Die Rescheiderhof GbR nimmt am Projekt „Optimierung der Kälberaufzucht in milchviehhaltenden Betrieben“ des DLR Westpfalz teil. Dabei wird das gesamte Aufzucht- und Tränkemanagement dokumentiert sowie die Kälber im festen vier-Wochen-Rhythmus gewogen, um die täglichen Zunahmen errechnen zu können. In den vergangenen Monaten wurden insgesamt drei Wiegungen durchgeführt, bei denen jedes Mal elf Kälber gewogen wurden. Die Berechnungen ergaben bei diesen elf Tieren eine durchschnittliche tägliche Zunahme von 1,01 kg. Ein Kalb erzielte sogar eine tägliche Zunahme von 1,31 kg. Die Werte des Rescheiderhofs liegen somit im Durchschnitt deutlich über den täglichen Zunahmen der anderen teilnehmenden Betriebe - ein sehr interessantes Ergebnis, das zeigt, dass die kuhgebundene Aufzucht in diesem Biobetrieb besser abschneidet, als die klassische Kälberaufzucht in den übrigen konventionellen Betrieben, die ihre Kälber mit der klassischen Eimertränke aufziehen.

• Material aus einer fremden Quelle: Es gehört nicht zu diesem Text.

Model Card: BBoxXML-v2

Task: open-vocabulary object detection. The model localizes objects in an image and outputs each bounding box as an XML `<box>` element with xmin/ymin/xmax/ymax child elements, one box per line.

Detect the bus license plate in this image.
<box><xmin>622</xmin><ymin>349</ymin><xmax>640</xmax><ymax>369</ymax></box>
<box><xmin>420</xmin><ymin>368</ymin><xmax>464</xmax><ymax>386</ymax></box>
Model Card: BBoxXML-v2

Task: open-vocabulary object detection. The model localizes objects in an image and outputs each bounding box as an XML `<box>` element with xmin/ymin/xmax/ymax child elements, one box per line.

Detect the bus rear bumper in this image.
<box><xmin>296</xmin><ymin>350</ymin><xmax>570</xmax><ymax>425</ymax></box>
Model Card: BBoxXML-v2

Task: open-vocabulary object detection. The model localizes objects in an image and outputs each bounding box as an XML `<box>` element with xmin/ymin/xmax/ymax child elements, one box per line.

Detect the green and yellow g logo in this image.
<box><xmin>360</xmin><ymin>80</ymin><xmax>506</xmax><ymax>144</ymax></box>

Einfach einmal ausprobieren

Die Rescheiderhof GbR zeigt eindrucksvoll, dass die kuhgebundene Kälberaufzucht funktionieren kann. Betriebsleiterin Manuela Seibel-Lahnert zieht ein positives Fazit und ermutigt auch andere Betriebsleiter, das System einfach mal auszuprobieren. „Wir haben auch erstmal ausprobiert und Fehler gemacht. Jeder Betrieb, der die kuhgebundene Aufzucht umsetzen möchte, muss sein individuelles System finden, welches bei ihm funktioniert. Jeder Betrieb ist eben anders“, so die Betriebsleiterin. Das Ausprobieren und Verbessern der kuhgebundenen Kälberaufzucht ist auch bei Lahnerts noch nicht am Ende. Aktuell ist die Einrichtung eines Kälberschlupfs in Planung. Dadurch sollen die Tiere noch früher mit dem Kraftfutterfressen beginnen. Auch die Zellzahlen der Mütter und Ammen müssen weiterhin im Auge behalten werden. Die kuhgebundene Kälberaufzucht ist ein sich stetig weiterentwickelndes System.


Nadine Oßowski,

Kompetenzzentrum Ökologischer Landbau Rheinland-Pfalz

Weitere Informationen

Mindesttränkedauer gesetzlich geregelt

Die EU-Öko-Verordnung VO (EU) 2018/848 und deren Durchführungsverordnung (EU) 2020/464 schreibt eine Mindesttränkedauer für Rinder von 90 Tagen ab dem Tag der Geburt vor - vorzugsweise mit Muttermilch.